Le taux forfaitaire de l’impôt sur le revenu est égal à :

  • 1 % du chiffre d’affaires pour les activités en BIC, soit en additionnant les charges fiscales et sociales un prélèvement total de 14,3 % du chiffre d’affaires (14,4 % en 2016).
  • 1,7 % du chiffre d’affaires.

Deux limites. L’option pour le versement libératoire de l’impôt sur le revenu, donc l’impôt calculé à ces petits taux n’est possible que si le revenu fiscal de référence de votre foyer fiscal, pour une part, ne dépasse pas pour l’avant-dernière année, la limite supérieure de la troisième tranche du barème de l’impôt sur le revenu, soit actuellement 26.764 € . Ce plafond est majoré de 50 % par demi part supplémentaire, soit 53.528 € pour un couple marié ou pacsé bénéficiant de deux parts de quotient familial.

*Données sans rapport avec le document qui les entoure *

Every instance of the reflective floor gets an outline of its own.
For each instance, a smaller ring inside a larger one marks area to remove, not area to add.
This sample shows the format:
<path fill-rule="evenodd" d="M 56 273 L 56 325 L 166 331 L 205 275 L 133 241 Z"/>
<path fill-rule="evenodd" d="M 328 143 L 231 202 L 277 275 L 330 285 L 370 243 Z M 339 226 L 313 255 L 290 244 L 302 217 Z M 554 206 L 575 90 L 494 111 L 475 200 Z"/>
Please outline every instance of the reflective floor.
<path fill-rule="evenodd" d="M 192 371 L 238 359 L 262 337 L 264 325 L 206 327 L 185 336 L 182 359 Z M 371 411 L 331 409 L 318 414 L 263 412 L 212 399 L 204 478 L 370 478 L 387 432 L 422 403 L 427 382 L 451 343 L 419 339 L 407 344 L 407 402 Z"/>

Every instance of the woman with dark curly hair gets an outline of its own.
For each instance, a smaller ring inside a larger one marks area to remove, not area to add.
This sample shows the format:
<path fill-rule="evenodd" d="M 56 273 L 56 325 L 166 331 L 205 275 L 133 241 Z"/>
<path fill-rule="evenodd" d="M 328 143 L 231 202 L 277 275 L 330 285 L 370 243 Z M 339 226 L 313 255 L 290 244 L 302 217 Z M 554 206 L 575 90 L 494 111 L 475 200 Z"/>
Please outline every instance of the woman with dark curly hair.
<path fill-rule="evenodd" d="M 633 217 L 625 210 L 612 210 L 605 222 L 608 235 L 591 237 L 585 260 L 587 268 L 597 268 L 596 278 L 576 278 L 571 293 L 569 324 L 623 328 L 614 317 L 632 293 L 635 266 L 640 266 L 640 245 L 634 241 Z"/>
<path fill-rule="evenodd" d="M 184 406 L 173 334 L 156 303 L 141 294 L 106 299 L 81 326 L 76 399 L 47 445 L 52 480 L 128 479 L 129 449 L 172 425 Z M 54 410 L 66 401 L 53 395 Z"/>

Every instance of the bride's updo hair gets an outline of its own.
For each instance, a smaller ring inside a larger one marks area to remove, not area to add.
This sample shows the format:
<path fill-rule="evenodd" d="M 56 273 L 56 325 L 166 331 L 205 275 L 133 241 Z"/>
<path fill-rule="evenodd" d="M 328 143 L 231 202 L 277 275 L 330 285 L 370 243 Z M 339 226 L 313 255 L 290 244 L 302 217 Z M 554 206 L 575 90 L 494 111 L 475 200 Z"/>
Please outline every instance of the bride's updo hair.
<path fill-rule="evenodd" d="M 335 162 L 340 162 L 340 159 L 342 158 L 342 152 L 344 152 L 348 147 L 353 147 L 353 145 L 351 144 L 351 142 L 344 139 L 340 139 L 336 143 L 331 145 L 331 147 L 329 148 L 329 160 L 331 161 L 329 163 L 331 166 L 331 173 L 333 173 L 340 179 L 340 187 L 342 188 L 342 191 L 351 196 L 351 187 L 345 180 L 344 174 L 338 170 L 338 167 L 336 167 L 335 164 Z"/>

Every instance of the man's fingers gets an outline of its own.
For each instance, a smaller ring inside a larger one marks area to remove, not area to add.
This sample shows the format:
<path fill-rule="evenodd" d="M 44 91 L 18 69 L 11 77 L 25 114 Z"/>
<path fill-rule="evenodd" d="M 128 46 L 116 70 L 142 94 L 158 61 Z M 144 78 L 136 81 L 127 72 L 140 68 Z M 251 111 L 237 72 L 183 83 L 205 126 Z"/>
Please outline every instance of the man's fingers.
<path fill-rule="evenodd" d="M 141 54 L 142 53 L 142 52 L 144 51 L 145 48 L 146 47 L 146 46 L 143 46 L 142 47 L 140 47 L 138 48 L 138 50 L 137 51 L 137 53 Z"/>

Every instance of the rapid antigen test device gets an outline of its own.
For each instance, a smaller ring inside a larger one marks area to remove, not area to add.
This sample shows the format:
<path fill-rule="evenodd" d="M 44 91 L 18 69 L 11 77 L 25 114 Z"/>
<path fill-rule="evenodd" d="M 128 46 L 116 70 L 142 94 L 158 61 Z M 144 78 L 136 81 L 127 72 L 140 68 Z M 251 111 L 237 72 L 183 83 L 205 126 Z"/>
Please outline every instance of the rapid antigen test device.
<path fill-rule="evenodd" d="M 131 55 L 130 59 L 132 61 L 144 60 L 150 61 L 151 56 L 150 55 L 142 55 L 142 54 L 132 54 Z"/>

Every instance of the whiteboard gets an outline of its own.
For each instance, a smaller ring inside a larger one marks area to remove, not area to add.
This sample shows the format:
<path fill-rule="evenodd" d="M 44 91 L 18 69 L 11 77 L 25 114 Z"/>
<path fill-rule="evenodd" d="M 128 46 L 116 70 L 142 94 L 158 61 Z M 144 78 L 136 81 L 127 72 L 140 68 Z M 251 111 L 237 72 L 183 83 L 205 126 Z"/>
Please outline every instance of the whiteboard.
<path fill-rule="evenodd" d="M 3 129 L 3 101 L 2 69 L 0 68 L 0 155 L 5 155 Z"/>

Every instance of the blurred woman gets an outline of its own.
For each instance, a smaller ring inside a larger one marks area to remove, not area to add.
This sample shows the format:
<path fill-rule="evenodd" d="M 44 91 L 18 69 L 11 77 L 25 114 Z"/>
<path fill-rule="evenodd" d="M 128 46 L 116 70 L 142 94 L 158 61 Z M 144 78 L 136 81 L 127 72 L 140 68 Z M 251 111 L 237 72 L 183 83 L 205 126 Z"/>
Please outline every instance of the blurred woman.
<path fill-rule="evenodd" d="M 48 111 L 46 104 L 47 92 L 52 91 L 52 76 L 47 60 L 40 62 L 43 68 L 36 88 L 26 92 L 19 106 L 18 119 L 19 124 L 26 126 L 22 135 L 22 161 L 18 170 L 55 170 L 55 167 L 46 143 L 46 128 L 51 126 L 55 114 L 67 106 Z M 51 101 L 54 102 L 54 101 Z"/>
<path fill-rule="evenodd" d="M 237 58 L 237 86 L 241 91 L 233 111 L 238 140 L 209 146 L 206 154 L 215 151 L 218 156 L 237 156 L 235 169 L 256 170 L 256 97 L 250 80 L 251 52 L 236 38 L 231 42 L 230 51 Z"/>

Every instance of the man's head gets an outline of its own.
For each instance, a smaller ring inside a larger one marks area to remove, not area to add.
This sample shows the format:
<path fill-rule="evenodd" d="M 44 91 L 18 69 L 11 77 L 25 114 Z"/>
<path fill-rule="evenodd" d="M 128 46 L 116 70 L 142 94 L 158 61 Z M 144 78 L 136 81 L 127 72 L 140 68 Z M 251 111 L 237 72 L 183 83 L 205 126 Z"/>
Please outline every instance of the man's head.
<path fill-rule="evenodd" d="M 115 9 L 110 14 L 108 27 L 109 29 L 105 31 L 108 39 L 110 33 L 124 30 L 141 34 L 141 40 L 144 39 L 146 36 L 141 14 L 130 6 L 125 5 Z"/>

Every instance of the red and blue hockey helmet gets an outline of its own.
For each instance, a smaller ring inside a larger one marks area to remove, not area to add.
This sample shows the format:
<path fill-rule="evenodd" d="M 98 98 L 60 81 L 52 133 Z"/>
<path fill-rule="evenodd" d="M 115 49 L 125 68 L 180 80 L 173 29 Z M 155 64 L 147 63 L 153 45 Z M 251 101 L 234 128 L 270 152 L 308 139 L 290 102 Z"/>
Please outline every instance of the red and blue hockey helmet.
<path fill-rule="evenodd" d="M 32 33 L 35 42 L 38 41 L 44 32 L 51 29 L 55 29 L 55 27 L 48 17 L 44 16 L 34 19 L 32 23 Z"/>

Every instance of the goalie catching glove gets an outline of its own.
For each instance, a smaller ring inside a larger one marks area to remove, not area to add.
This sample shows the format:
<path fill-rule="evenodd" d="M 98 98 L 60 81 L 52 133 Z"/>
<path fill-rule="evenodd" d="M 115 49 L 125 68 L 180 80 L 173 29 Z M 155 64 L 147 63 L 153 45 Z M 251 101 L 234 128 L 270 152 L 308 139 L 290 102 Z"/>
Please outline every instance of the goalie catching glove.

L’imposition à petit taux forfaitaire peut avoir pour conséquence mécanique d’atténuer la progressivité des autres revenus du foyer fiscal. Un avantage indu qui n’est pas acceptable, on va le neutraliser.

L’auto-entrepreneur a donc l’obligation de mentionner sur sa déclaration des revenus le chiffre d’affaires déjà imposé au moyen du prélèvement fiscal libératoire (formulaire 2042 C case Auto-entrepreneur).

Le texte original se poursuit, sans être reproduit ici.